For me, the most difficult part of making a treatment decision was figuring out what my expectations were from treatments. I was confident from all the data that I had read that “just cutting it out” was no more successful than not cutting it out in treating the disease. So, all of those other factors have played a role in my treatment decision.
What came out of my personal introspection —> I wanted to balance quality of life with survival (of course!) along with the possibility of treatment in the future if needed (as medical treatments and science progress). This was about utilizing the best modern treatment techniques to get the best outcome while still surviving and maintaining my quality of life. That was the foundation (i.e., mission statement) for me making my treatment decision.
This need not be a “struggle” for men and their families when making a treatment decision. It’s just another data collection and analysis challenge that life throws at us once in a while. (Like buying a new house or a new car or doing one’s own taxes - it’s not a struggle, it’s just awfully time-consuming, and takes understanding oneself and one’s capabilities.)
The consultation of our own medical professionals is a necessary part of the decision and data collection process. But just as you indicated, is by no means definitive. They’re providing advice and recommendations; but the final decision is ours.
For me, I didn’t view it from the standpoint of “several years down the road, there are going to be some very sorry patients because their cancer spread or got worse making treatment more difficult.” But rather, by getting the appropriate treatment for my stage of disease today, and then by tracking it closely and regularly going forward, I’ll catch any negative change early enough that I’ll still have treatment options
Now (at 70y/o) after 9 years on active surveillance and 4 years after proton radiation treatments (with 6+ months of Eligard), I’m taking my 3 young grandkids swimming today. Life is good. (And I am confident that I made the right treatment decision.)

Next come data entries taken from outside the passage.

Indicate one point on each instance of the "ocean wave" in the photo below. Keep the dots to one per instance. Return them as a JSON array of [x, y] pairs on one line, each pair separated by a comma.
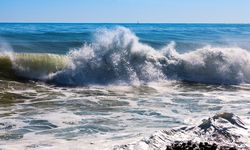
[[118, 56]]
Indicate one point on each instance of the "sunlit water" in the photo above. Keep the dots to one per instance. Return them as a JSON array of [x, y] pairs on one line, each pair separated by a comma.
[[84, 101]]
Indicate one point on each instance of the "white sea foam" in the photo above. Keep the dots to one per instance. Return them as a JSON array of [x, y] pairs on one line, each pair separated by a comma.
[[117, 56]]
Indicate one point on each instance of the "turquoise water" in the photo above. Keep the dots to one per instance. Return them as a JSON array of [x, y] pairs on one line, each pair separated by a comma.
[[93, 86]]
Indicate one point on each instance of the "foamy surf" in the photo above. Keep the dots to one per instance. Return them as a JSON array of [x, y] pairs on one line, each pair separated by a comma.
[[224, 130], [117, 56]]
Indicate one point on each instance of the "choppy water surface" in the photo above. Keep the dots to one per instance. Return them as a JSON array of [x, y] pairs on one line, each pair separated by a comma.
[[94, 86], [35, 115]]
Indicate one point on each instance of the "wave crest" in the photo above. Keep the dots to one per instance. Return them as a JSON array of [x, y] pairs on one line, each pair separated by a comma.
[[117, 55]]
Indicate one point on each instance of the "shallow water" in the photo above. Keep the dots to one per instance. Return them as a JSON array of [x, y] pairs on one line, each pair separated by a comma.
[[104, 116], [125, 85]]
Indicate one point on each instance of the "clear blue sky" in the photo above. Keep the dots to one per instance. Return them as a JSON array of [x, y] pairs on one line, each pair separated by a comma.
[[168, 11]]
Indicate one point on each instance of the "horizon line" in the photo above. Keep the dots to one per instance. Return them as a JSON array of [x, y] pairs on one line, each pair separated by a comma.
[[1, 22]]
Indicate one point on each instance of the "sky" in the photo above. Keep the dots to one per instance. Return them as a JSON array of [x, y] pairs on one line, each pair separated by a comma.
[[126, 11]]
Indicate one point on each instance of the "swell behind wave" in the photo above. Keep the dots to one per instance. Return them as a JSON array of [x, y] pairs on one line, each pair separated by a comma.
[[117, 55]]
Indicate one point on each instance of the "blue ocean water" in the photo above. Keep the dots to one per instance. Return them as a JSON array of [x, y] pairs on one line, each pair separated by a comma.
[[94, 86], [59, 38]]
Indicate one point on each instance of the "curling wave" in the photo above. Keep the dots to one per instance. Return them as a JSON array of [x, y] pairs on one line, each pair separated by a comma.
[[117, 55]]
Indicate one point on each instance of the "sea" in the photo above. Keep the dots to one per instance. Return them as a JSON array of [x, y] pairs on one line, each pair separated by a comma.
[[77, 86]]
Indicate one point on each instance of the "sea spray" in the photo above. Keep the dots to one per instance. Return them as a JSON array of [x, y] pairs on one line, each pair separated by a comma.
[[117, 56]]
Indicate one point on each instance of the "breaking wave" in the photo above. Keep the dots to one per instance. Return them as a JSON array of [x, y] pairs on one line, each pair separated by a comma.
[[118, 56]]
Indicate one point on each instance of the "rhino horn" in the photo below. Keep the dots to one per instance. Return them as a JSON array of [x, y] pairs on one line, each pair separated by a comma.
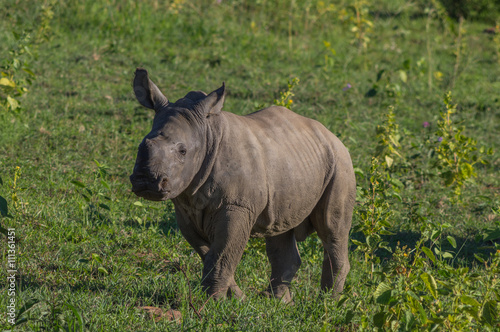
[[146, 92]]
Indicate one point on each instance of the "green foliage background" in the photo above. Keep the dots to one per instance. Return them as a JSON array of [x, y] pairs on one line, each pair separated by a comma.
[[90, 254]]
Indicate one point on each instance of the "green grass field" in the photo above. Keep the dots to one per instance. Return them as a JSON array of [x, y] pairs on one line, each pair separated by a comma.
[[90, 254]]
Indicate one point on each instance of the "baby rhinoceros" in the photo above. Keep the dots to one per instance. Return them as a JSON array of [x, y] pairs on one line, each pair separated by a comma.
[[272, 174]]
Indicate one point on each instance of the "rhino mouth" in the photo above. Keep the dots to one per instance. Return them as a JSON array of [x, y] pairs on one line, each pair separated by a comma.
[[152, 195], [150, 190]]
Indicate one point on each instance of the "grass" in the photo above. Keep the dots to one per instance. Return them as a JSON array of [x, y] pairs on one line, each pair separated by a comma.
[[106, 264]]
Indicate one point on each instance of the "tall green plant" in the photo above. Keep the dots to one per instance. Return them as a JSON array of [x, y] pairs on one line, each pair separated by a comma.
[[374, 213], [456, 153], [286, 96]]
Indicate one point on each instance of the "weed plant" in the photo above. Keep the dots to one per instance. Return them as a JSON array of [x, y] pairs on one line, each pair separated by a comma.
[[91, 256]]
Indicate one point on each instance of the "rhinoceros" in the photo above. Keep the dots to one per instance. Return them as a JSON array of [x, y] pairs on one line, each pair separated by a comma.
[[272, 174]]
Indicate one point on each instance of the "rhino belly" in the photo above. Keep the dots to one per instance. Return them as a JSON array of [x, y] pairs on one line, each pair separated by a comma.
[[297, 178]]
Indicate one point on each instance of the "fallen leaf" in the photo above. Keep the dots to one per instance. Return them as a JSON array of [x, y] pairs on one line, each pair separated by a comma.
[[158, 314]]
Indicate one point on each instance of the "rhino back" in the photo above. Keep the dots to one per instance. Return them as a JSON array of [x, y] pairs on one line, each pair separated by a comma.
[[277, 164]]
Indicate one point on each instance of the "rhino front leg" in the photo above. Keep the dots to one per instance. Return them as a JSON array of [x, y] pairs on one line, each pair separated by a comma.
[[285, 261], [230, 236]]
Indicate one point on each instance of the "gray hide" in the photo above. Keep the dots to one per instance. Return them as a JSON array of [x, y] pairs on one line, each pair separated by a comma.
[[272, 174]]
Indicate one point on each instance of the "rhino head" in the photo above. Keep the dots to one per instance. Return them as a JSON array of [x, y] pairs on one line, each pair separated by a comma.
[[173, 152]]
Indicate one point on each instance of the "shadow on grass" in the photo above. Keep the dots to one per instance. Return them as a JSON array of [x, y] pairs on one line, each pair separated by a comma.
[[165, 226], [463, 254]]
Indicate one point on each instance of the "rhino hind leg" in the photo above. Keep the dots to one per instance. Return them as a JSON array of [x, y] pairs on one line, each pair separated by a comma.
[[285, 261], [332, 220]]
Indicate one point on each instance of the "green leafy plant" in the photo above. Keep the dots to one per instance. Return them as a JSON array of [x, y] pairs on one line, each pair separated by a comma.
[[388, 145], [456, 153], [16, 74], [357, 15], [374, 213], [422, 291], [329, 54], [286, 96], [56, 315]]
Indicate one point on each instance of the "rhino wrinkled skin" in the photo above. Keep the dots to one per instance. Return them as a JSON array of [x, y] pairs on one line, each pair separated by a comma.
[[272, 174]]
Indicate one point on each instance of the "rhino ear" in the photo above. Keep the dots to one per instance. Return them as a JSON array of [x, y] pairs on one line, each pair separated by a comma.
[[212, 104], [146, 92]]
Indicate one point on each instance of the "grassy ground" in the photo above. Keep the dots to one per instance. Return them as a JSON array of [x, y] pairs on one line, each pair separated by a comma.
[[89, 249]]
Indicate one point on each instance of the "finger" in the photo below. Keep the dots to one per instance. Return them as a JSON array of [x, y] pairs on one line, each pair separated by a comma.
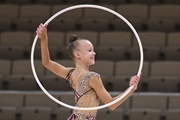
[[45, 25]]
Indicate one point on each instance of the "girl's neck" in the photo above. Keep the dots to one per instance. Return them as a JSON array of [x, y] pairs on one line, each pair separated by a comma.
[[82, 67]]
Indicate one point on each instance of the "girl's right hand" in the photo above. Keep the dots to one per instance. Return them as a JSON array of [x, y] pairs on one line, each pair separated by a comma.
[[42, 31]]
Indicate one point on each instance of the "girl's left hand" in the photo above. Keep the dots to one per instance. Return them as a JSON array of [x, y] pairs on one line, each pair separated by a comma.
[[134, 81]]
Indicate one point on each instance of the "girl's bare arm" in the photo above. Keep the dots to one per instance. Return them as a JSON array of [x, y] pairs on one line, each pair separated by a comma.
[[55, 67]]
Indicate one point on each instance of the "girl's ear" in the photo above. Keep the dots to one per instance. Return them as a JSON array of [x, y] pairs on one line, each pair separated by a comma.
[[77, 55]]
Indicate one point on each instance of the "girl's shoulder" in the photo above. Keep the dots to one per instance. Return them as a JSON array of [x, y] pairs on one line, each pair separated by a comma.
[[89, 74]]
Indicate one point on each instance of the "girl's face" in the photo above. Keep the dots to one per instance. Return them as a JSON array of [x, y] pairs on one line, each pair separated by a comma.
[[86, 52]]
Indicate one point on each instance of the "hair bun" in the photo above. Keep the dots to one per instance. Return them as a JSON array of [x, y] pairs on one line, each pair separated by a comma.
[[73, 38]]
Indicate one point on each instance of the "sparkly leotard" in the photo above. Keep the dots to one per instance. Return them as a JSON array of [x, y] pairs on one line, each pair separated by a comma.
[[85, 96]]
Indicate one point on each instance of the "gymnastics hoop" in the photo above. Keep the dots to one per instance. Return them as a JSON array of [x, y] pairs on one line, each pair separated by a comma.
[[97, 7]]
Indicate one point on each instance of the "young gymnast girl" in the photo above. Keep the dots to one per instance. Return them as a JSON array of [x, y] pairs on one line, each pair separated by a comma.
[[87, 85]]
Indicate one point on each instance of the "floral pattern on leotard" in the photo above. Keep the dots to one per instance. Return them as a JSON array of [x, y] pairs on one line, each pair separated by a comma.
[[85, 96]]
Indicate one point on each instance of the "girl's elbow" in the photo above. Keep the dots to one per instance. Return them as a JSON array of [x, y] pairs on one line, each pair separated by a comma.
[[112, 107]]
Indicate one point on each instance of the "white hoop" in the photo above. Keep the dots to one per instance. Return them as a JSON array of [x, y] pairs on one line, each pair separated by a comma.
[[87, 6]]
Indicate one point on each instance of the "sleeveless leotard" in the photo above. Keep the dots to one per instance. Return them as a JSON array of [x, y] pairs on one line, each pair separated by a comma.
[[85, 96]]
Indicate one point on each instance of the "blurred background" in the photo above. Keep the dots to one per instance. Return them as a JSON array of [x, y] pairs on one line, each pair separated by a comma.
[[117, 57]]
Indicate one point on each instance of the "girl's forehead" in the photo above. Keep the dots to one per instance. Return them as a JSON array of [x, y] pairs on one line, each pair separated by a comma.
[[85, 42]]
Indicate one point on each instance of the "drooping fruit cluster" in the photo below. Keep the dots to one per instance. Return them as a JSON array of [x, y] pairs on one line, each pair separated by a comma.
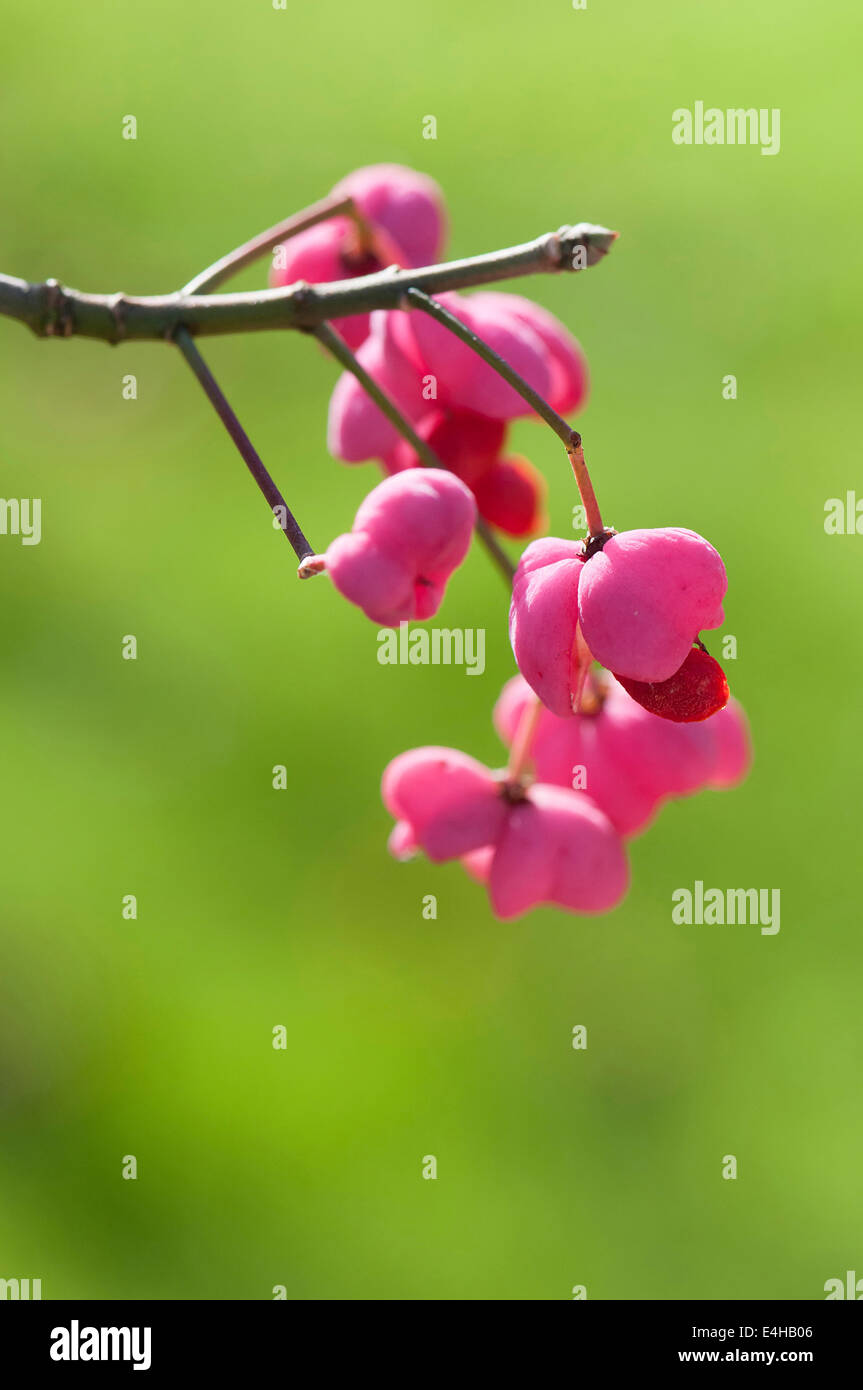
[[617, 706], [457, 405]]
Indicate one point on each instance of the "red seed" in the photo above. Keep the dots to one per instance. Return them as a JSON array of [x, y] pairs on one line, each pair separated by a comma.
[[512, 496], [696, 691]]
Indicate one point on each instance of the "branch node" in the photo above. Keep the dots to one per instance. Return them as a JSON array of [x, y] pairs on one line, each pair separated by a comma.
[[60, 320]]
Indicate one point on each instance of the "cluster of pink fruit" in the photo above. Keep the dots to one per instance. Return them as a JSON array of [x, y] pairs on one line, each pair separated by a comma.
[[619, 706], [456, 403]]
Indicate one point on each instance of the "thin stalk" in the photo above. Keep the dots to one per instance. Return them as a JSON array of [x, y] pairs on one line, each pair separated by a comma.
[[249, 453], [257, 246], [571, 439], [339, 349]]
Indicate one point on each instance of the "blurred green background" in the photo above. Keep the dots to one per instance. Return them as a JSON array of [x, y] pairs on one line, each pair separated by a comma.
[[259, 908]]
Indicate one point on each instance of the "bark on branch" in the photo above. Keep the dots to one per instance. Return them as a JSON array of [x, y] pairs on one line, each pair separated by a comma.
[[52, 310]]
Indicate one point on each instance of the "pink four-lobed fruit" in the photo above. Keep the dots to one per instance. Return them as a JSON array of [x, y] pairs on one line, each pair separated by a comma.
[[409, 535], [637, 605], [541, 845]]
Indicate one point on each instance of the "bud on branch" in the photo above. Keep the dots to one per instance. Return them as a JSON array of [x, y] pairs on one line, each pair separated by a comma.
[[52, 310]]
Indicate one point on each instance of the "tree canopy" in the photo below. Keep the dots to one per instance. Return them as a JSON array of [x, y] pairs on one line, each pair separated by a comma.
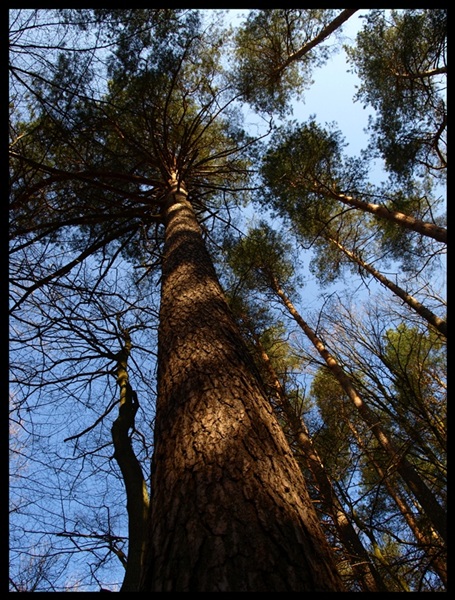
[[152, 154]]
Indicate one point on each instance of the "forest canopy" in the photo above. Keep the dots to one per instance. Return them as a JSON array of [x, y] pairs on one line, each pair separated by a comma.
[[228, 331]]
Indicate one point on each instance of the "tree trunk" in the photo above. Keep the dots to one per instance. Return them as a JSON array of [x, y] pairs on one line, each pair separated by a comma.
[[366, 574], [414, 304], [229, 507], [434, 511]]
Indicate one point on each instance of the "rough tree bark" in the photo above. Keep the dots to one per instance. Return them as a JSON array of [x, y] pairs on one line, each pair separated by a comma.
[[229, 507]]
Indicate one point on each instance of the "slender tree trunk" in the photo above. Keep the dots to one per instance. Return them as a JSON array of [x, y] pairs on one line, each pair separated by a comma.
[[431, 542], [331, 27], [367, 576], [137, 499], [229, 508], [414, 304], [435, 513], [406, 221]]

Replies to "For me there were no “gray areas” when making that 3+4 decision. I’m not one who..."
Thanks for sharing your experiences and thoughts. It seems you and I both had the benefit of starting out with 3+3=6 diagnosis leading to a fairly easy active surveillance recommendation and decision. And both of us eventually moved to 3+4=7, you after 9 years and me after just 10 months, demonstrating that we are all unique.
My medical team spoke a lot about risks and probabilities for an individual patient - risk of spread, risk of re-occurrence, risk of treatment side effects, etc.
Glad you are able to be comfortable with your decisions and enjoy those grandbabies!